Eine Besonderheit hatten die Hahnfelds im Angebot: Eine Handschuhbox aus Holz mit Ornamenten aus Bein. In dieser befand sich ein Paar original Damenhandschuhe aus der Zeit um 1890. Dazu gehörte auch ein Spreizer aus Bein, nach dem Waschen wurde dieser in die einzelnen Finger gesteckt und der Stoff wurde so beim Trocknen gedehnt.

Miniaturautos soweit das Auge reicht Quelle: Enrico Berg

Wem die antiken Exponate zu teuer waren, der kam trotzdem auf seine Kosten, denn es wurde auch Trödel angeboten. Ob Blechspielzeuge, Comichefte, Glas- und Keramikwaren, Bücher, alte Ansichtskarten und Briefmarken, Schmuck und so einiges mehr ließ das Herz eines Trödelfans schneller schlagen.

Gut für Trödelfans

„Ich bin eher der Trödelfan“, sagte Michael Bolz, „beim heutigen Trödel kann man Stöbern und Anfassen, was bei den teureren, antiken Waren nicht immer möglich ist”, erklärte der Falkenseer. Der Antik- und Trödelmarkt in dieser Location gefalle ihm jedoch sehr gut und diese Veranstaltung sollte beibehalten werden. Allerdings sei mehr Fachpublikum und weniger Trödelfans vor Ort.

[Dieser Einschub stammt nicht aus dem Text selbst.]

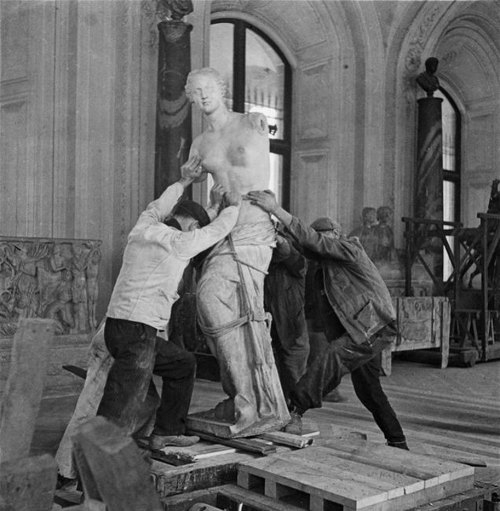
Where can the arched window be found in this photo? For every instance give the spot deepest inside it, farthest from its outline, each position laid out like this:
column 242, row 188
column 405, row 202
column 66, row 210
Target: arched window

Schätzung von Einzelstücken

„Als Service bieten wir den Besuchern an diesem Wochenende eine kostenlose Schätzung von Sammlungen und Einzelstücken durch Fachleute an”, erklärte Veranstalterin Bärbel Nobis. Sie sei sehr zufrieden mit der Resonanz auf die Messe. „Die Besucher haben bei der ersten Veranstaltung dieser Art keine genauen Vorstellungen und denken vielleicht, es sei eher ein Trödelmarkt. Sie sind dann erstaunt über das hochwertige Angebot und über die Fachkompetenz der Aussteller.“

Die Welt des Salzes

Große Fachkompetenz bewies Gerd Hövermann aus Verden an der Aller. Er wusste viel über Salzgefäße und Salzlöffel zu berichten. Diese filigranen Gefäße und kleinste Löffelchen waren oft aus Perlmutt, Glas und Silber. „Salz war früher sehr teuer, die gehobene Gesellschaft hat dieses dann in speziellen Salieren, zumeist aus Silber, mit entsprechenden Löffeln gereicht.”